Read Edenville Owls Online

Authors: Robert B. Parker

Edenville Owls (11 page)

CHAPTER 34

WE
played a bunch of preppies from the Phillips Country Day School. They were pretty slick. At the end of the first half they were beating us by ten points. They had a center as tall as Russell, and Russell wasn’t so good against people his size. Both their guards were better than I was. But they were all sucking air when the first half ended.

“Okay,” I said before the second half. “They’re probably better than us. But they’re in lousy shape. And we’re not.”

“So we run them,” Nick said.

“Every time we get the ball,” I said. “Run like hell. We throw the ball away some, we can live with that.”

“Defense?” Manny asked.

“Press,” I said. “All over the court. We’re in shape. They’re not. We give up a couple layups, we can live with that.”

“Besides,” Billy added, “it’s the only chance we got.”

“My man can’t keep up with me now,” Russell said. “By the time the game’s over, he’ll be puking on the floor.”

They won the tip to start the second half, and we surprised them with our press. So much so that one of their guards lost the ball out of bounds. We brought it in from the side and surprised them again. The whole first half we’d brought the ball up at a normal pace, looking to set up our weave, trying to set up some screens, trying to get Russell free of his man on a roll to the basket. This time Manny threw the ball in to me and I went full tilt up the court, running as hard as I could, in only about half control of my dribble. But it worked. I blew by everyone and laid the ball in. Then they took it in from the end line, and we stayed right up there with them. Face-to-face. Fighting them on every pass. Bothering them on every dribble. When we got the ball, all of us ran for their basket like a Chinese fire drill.

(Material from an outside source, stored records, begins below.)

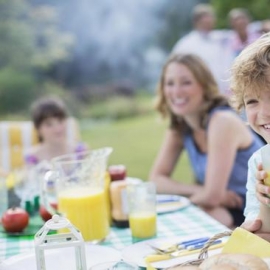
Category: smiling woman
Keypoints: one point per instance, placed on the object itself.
(217, 141)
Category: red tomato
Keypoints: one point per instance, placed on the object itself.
(44, 213)
(117, 172)
(15, 219)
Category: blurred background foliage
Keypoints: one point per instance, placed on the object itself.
(259, 10)
(88, 51)
(103, 58)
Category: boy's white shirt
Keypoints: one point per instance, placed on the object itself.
(252, 208)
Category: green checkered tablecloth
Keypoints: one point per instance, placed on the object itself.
(185, 222)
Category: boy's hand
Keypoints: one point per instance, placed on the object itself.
(254, 226)
(232, 200)
(261, 189)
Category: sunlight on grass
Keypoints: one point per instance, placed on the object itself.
(136, 142)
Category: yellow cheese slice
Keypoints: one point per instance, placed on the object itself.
(243, 241)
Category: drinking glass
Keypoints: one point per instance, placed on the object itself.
(115, 266)
(142, 210)
(265, 155)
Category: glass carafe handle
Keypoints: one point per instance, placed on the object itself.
(49, 191)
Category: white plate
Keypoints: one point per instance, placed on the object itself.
(168, 203)
(138, 251)
(62, 258)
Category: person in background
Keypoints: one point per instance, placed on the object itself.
(250, 84)
(239, 19)
(217, 141)
(207, 43)
(50, 116)
(265, 28)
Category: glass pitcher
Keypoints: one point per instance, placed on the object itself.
(75, 185)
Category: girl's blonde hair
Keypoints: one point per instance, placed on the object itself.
(202, 74)
(251, 70)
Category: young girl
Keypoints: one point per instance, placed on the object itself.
(251, 88)
(217, 141)
(50, 118)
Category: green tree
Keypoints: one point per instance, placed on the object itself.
(259, 9)
(30, 45)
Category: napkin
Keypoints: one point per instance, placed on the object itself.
(243, 241)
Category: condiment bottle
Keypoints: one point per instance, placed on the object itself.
(118, 194)
(3, 193)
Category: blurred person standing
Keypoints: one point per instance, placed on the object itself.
(207, 43)
(50, 116)
(242, 35)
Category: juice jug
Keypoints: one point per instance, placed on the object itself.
(76, 185)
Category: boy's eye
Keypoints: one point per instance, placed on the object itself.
(169, 83)
(186, 82)
(251, 101)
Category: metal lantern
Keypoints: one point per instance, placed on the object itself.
(73, 238)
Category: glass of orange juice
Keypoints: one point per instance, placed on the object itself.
(265, 155)
(142, 211)
(77, 185)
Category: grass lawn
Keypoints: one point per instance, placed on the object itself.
(136, 142)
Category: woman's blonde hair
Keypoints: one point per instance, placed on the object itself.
(251, 70)
(204, 77)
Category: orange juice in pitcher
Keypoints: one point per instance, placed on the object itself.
(77, 184)
(87, 210)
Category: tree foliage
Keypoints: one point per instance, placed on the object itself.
(30, 45)
(259, 9)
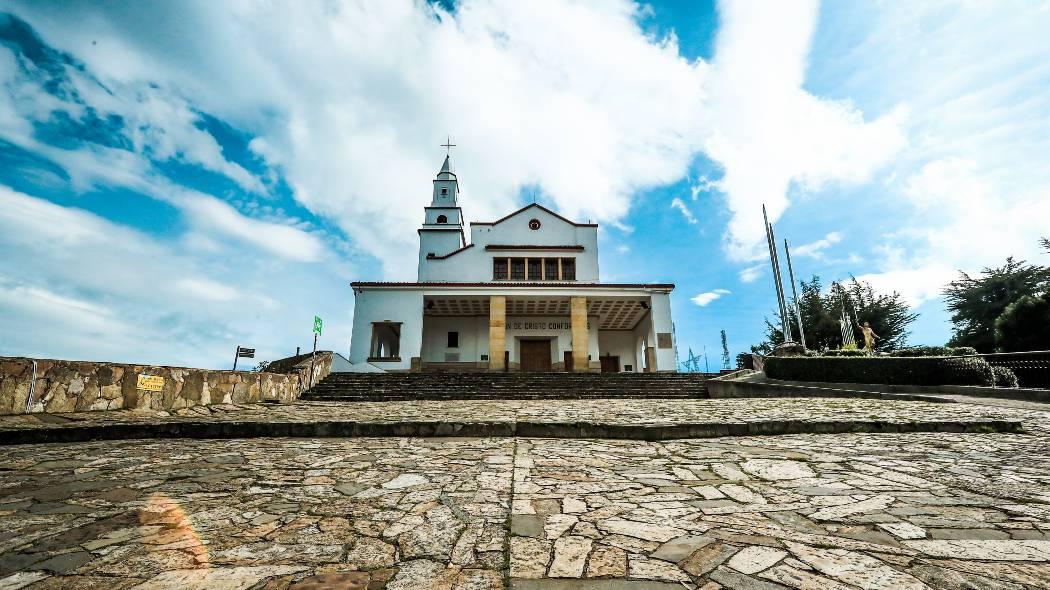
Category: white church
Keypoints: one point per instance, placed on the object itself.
(522, 294)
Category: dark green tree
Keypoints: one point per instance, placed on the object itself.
(1024, 325)
(888, 315)
(977, 301)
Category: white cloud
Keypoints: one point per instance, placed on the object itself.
(680, 206)
(206, 289)
(816, 249)
(972, 188)
(350, 102)
(751, 274)
(705, 298)
(80, 287)
(702, 185)
(768, 132)
(968, 225)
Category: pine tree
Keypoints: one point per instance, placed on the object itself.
(888, 315)
(977, 301)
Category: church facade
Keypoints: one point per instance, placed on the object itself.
(521, 293)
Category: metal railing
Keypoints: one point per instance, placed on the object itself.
(1032, 369)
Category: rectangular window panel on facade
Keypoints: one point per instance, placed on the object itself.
(568, 269)
(518, 269)
(533, 269)
(550, 269)
(500, 269)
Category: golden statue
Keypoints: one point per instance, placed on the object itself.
(869, 336)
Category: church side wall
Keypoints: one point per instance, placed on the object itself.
(662, 324)
(473, 338)
(400, 306)
(621, 343)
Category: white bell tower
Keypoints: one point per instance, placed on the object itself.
(442, 232)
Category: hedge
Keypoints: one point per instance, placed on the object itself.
(846, 353)
(1004, 377)
(935, 352)
(889, 371)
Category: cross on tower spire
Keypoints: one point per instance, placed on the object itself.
(448, 145)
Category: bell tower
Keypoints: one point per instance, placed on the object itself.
(442, 232)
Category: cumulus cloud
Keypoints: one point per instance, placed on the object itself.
(704, 298)
(769, 133)
(82, 287)
(349, 101)
(751, 274)
(680, 206)
(971, 189)
(816, 249)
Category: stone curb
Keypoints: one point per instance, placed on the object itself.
(248, 429)
(748, 388)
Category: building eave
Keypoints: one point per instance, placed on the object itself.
(497, 286)
(510, 247)
(453, 253)
(530, 206)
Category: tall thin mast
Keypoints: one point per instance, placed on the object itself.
(785, 329)
(798, 311)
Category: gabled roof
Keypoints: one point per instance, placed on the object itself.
(527, 207)
(453, 253)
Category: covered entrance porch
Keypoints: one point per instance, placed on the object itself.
(611, 332)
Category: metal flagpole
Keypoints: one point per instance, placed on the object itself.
(789, 337)
(798, 311)
(776, 276)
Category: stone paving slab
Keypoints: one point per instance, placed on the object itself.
(806, 511)
(615, 419)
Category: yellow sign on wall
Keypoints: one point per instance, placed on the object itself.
(150, 383)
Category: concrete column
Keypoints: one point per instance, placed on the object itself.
(497, 332)
(664, 332)
(581, 348)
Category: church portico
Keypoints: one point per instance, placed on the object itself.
(479, 328)
(523, 295)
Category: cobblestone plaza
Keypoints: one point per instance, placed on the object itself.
(807, 511)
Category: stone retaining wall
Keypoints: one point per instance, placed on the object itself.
(65, 385)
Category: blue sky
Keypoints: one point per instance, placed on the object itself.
(179, 178)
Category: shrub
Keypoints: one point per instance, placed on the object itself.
(846, 353)
(1004, 377)
(935, 352)
(890, 371)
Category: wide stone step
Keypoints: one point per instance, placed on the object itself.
(406, 386)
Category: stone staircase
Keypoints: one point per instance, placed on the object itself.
(400, 386)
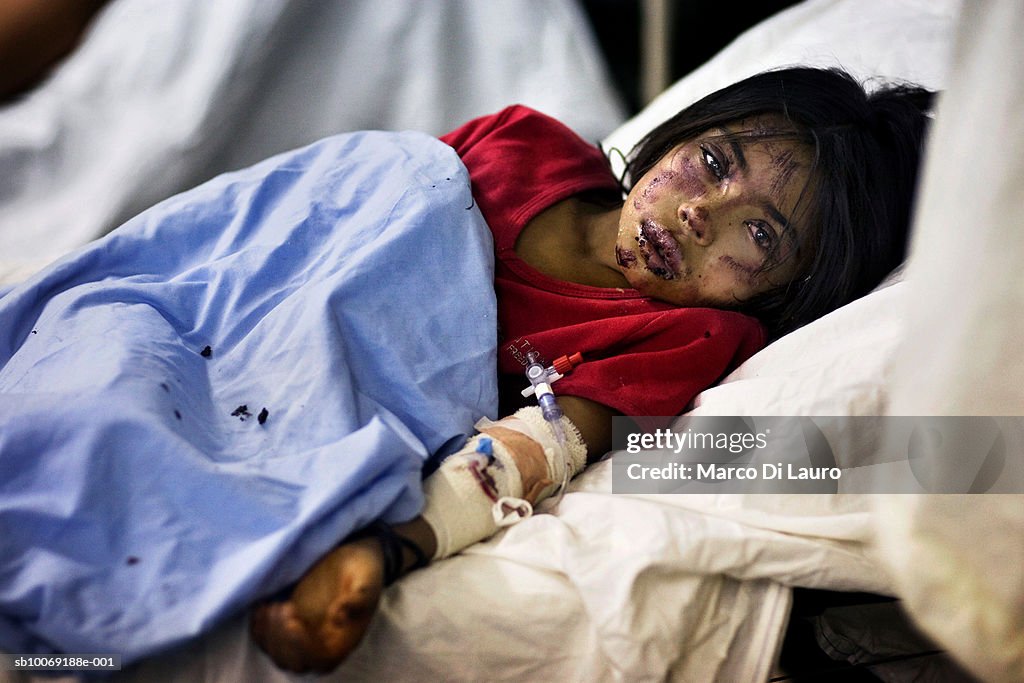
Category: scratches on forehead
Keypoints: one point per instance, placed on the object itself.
(784, 165)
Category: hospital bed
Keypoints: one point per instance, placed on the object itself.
(699, 588)
(161, 96)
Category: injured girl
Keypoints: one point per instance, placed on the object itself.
(756, 210)
(198, 407)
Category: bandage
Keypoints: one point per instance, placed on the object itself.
(479, 489)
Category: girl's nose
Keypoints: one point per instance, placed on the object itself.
(695, 223)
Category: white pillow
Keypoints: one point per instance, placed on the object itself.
(839, 365)
(908, 40)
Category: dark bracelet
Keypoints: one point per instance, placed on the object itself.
(392, 545)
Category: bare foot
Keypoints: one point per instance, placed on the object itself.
(328, 612)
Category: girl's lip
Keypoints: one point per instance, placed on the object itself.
(659, 251)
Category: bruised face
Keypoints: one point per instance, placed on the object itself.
(713, 222)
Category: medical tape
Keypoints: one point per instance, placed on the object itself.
(479, 489)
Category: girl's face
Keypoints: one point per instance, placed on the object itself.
(697, 227)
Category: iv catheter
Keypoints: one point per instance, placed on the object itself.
(540, 385)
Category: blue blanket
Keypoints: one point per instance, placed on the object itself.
(197, 407)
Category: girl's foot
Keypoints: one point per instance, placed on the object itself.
(330, 609)
(328, 612)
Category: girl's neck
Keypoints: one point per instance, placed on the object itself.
(573, 241)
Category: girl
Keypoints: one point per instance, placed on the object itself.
(752, 212)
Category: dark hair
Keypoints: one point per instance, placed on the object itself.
(866, 150)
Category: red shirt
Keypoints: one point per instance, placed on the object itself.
(641, 356)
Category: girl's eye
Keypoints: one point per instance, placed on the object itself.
(714, 164)
(762, 233)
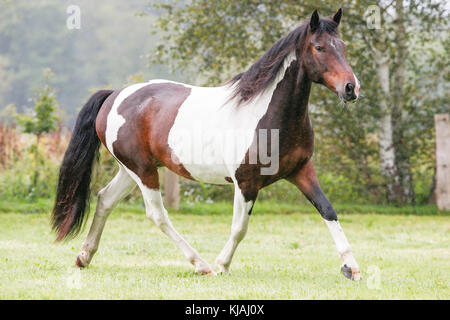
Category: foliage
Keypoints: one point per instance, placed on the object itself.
(284, 256)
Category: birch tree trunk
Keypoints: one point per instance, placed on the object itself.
(171, 189)
(387, 150)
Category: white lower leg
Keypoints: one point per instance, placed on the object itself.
(343, 248)
(108, 198)
(155, 210)
(238, 231)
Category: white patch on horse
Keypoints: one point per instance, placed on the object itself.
(342, 245)
(211, 135)
(114, 120)
(155, 211)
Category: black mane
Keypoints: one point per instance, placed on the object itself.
(253, 81)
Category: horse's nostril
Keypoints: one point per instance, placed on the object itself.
(349, 87)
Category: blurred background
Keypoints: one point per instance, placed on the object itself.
(381, 151)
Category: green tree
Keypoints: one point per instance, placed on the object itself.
(42, 119)
(217, 39)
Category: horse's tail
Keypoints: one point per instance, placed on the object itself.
(72, 195)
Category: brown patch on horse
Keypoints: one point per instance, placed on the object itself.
(141, 143)
(102, 116)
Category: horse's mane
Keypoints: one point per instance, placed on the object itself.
(250, 83)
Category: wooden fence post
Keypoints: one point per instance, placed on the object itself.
(442, 125)
(171, 189)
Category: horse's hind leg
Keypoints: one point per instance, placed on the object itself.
(306, 180)
(158, 214)
(241, 215)
(108, 198)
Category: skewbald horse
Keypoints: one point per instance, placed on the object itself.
(148, 125)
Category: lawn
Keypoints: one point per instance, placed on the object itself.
(288, 254)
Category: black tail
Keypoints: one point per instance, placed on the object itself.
(72, 196)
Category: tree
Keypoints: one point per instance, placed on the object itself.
(41, 120)
(217, 39)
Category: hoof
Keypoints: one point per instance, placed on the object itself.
(223, 270)
(80, 262)
(206, 271)
(201, 267)
(351, 273)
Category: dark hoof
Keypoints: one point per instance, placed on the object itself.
(350, 274)
(79, 264)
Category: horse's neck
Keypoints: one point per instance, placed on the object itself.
(290, 101)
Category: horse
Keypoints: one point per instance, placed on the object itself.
(193, 130)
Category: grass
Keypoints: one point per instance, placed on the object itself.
(288, 254)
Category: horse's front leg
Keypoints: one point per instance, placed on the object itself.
(244, 198)
(306, 180)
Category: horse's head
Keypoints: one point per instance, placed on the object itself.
(324, 58)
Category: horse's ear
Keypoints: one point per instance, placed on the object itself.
(337, 16)
(314, 24)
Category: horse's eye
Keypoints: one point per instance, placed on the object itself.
(320, 48)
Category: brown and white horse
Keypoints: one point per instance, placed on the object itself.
(211, 134)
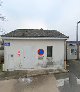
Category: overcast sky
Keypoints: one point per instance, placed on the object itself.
(61, 15)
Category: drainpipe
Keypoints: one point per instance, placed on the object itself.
(77, 41)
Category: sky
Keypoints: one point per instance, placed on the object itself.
(61, 15)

Occasionally we did lose the ball. I lost my dribble a couple of times. Nick threw it away once, trying to hit Russell. Manny got a rebound and threw it the length of the court to Billy but overthrew it. On defense sometimes, one of their guys would break past one of us and go in to score.

But as the half moved on, we also began to get layups, and they began to lose the ball more and more. Hurried passes. Double dribbles. Bad shots. Russell was getting to the basket ahead of his man and getting layups. Phillips took all their time-outs, and when they came back, we were right up against them again. We’d played with only five guys the whole season. All of us were tired. But none of us were exhausted. The Phillips guys looked like all they wanted to do was go sit down.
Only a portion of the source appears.